The UK Government has released the long awaited Gallagher report on biofuels.
It's an odd, "on the one hand, on the other hand" sort of document.
So is the Government's response. According to Ruth Kelly the Government will:
* consult on slowing down the rate of increase in the Renewable Transport Fuel Obligation so that the level of biofuels will increase to 5% by 2013/14, rather than 2010/11.
But also, in seeming contradiction:
* continue to support the EU target of 10% renewable transport fuels by 2020, but argue that the target is conditional on the evidence showing that it is being delivered sustainably and without significant impacts on food prices.

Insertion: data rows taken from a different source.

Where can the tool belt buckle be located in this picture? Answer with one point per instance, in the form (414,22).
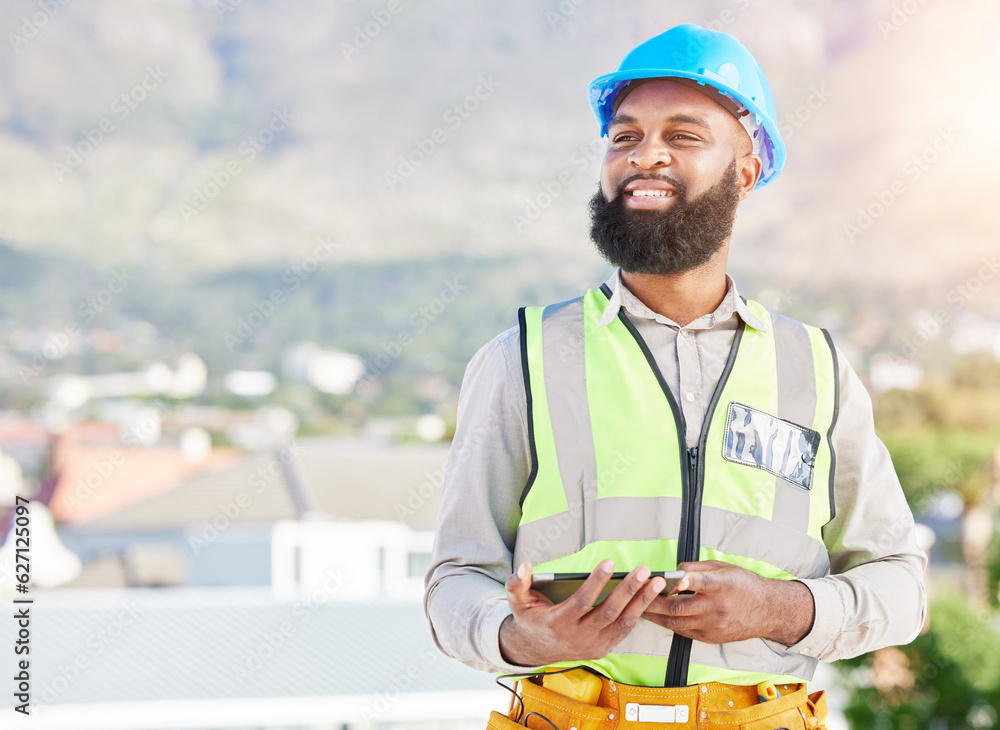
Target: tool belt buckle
(656,713)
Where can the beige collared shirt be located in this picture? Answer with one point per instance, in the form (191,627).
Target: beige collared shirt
(874,596)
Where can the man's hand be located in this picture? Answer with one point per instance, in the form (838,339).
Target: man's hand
(540,632)
(732,604)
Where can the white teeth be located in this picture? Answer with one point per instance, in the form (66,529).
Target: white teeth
(652,193)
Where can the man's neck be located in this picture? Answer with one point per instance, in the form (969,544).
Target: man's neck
(682,297)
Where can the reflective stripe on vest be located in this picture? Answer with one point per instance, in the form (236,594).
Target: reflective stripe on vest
(612,477)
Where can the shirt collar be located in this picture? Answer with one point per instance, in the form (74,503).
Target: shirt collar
(622,297)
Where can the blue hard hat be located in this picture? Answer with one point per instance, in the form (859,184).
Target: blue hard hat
(709,58)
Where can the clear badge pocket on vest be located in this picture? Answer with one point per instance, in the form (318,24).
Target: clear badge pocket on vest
(758,439)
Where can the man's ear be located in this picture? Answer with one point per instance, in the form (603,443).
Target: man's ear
(749,168)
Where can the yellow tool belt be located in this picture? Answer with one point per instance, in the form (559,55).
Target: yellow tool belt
(626,707)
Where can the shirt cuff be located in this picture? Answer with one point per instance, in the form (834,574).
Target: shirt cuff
(491,642)
(828,616)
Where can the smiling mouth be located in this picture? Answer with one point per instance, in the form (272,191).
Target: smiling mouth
(651,193)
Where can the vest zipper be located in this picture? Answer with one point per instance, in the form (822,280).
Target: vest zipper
(695,513)
(689,539)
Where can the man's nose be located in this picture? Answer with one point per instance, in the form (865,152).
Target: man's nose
(649,154)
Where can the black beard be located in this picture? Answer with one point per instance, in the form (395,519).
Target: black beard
(680,238)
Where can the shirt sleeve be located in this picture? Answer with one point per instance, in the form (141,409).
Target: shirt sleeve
(487,468)
(874,596)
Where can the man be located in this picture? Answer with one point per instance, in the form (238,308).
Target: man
(662,422)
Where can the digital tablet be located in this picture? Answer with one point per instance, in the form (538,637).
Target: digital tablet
(557,587)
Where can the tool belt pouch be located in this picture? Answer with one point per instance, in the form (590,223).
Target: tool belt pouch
(561,711)
(795,711)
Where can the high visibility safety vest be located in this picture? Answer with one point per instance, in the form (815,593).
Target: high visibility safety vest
(612,477)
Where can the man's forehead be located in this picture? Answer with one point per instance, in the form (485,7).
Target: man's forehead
(676,100)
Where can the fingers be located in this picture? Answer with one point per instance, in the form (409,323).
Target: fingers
(519,587)
(697,575)
(623,594)
(580,603)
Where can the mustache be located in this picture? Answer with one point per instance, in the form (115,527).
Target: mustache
(681,190)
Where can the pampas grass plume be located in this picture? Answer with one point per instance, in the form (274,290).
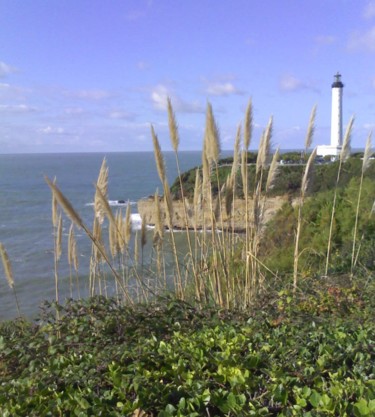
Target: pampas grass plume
(7,266)
(65,204)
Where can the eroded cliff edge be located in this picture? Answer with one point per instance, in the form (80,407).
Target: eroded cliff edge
(196,218)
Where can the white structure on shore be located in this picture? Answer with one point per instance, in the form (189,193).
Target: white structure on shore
(334,148)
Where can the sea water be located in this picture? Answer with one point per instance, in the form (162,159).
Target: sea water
(25,213)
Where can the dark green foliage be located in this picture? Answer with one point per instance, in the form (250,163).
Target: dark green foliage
(316,214)
(308,355)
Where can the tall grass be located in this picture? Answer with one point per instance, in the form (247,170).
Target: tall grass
(221,265)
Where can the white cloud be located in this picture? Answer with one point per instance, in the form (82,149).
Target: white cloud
(369,11)
(160,94)
(291,83)
(120,114)
(48,130)
(16,108)
(325,40)
(91,95)
(222,89)
(6,69)
(74,111)
(142,65)
(362,41)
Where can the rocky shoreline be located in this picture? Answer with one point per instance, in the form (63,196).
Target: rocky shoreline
(196,218)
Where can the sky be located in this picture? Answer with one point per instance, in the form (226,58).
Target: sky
(93,76)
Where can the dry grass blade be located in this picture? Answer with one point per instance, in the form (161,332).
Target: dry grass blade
(197,199)
(143,232)
(310,129)
(212,139)
(65,204)
(54,208)
(264,149)
(273,170)
(173,129)
(345,151)
(306,175)
(367,154)
(105,205)
(72,249)
(244,172)
(236,154)
(127,225)
(58,237)
(248,126)
(7,266)
(159,228)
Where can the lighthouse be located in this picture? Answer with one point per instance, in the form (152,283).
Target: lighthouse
(334,148)
(336,112)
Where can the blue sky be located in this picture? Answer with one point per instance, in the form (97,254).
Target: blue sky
(90,75)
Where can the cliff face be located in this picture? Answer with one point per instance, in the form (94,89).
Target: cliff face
(202,215)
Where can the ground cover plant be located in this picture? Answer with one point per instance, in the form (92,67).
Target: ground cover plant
(276,320)
(312,356)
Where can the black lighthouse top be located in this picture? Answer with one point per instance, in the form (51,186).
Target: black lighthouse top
(337,83)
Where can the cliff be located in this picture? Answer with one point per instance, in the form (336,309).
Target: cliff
(146,208)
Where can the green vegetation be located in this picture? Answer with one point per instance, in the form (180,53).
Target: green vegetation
(309,355)
(288,180)
(275,321)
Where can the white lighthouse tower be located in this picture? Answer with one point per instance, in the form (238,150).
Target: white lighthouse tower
(334,148)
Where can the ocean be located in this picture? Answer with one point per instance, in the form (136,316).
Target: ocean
(25,213)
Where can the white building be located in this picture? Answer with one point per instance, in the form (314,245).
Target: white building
(334,148)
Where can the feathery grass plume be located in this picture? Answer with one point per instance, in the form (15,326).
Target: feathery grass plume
(212,139)
(345,151)
(73,215)
(310,129)
(344,154)
(365,165)
(65,204)
(304,186)
(158,156)
(102,185)
(173,129)
(273,170)
(7,266)
(248,126)
(9,274)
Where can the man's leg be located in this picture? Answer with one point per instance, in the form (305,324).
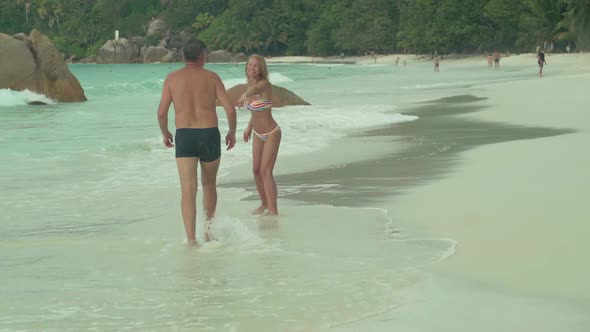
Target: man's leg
(187,171)
(209,183)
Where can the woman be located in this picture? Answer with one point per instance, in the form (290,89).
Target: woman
(265,147)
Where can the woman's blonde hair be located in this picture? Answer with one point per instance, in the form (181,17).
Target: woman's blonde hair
(262,63)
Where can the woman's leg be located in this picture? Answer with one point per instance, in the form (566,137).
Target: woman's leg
(257,148)
(267,164)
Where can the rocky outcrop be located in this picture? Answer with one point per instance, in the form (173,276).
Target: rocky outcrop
(225,56)
(171,57)
(118,51)
(280,96)
(154,54)
(33,63)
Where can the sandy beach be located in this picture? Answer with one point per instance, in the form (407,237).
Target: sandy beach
(512,193)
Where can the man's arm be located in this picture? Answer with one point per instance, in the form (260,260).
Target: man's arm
(163,109)
(230,111)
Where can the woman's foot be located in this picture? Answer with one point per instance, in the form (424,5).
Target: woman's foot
(260,210)
(208,232)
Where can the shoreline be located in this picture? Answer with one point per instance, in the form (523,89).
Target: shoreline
(501,172)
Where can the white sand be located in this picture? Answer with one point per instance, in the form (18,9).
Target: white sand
(519,210)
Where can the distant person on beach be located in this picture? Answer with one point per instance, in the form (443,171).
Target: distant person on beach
(194,90)
(265,146)
(541,62)
(497,57)
(436,62)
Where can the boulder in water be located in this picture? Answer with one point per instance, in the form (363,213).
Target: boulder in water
(33,63)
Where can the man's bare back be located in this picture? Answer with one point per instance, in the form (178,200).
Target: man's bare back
(194,93)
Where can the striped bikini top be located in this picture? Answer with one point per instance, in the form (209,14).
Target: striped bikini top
(258,105)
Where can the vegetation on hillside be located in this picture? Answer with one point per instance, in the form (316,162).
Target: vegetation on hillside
(308,27)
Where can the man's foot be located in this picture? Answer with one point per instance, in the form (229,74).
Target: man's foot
(272,213)
(260,210)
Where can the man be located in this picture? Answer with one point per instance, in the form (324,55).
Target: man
(194,91)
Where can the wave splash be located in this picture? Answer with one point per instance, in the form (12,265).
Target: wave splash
(17,98)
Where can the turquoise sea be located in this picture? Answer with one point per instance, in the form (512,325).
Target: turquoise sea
(91,237)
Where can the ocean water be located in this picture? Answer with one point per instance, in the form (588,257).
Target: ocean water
(91,236)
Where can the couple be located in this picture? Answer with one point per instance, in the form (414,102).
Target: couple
(194,91)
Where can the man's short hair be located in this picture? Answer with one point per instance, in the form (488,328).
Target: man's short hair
(193,49)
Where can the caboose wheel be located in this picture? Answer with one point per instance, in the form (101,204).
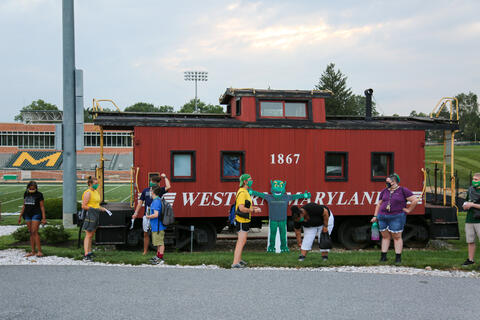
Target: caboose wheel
(205,236)
(353,234)
(415,234)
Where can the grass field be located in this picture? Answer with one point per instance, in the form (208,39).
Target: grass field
(448,258)
(11,195)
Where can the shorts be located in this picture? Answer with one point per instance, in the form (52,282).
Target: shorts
(309,234)
(158,238)
(35,217)
(470,230)
(394,223)
(146,224)
(91,219)
(242,226)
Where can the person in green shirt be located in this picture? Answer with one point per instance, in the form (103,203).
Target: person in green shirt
(472,222)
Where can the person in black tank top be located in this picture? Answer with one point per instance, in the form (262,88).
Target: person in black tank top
(33,212)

In reporting the story the BBC plays up the government's increasing "caution" about biofuels. But the Guardian stresses that the Government will continue to expand the role of biofuels.
The Guardian are probably right. This is basically continuation of biofuels with a bit of caution expressed. The whole idea of "sustainable biofuels" which they are playing up here has not proved a successful sop to biofuel critics (and for good reason). But the Government are obviously going to keep plugging away at it, because there is not much else they can say.
Things would probably be different if that 10% target wasn't stuck round their necks like a millstone. But, as in the case of other unpopular policies like HIPs, the Government has signed up to something at EU level and must now continue to defend it, regardless of the mounting evidence against it.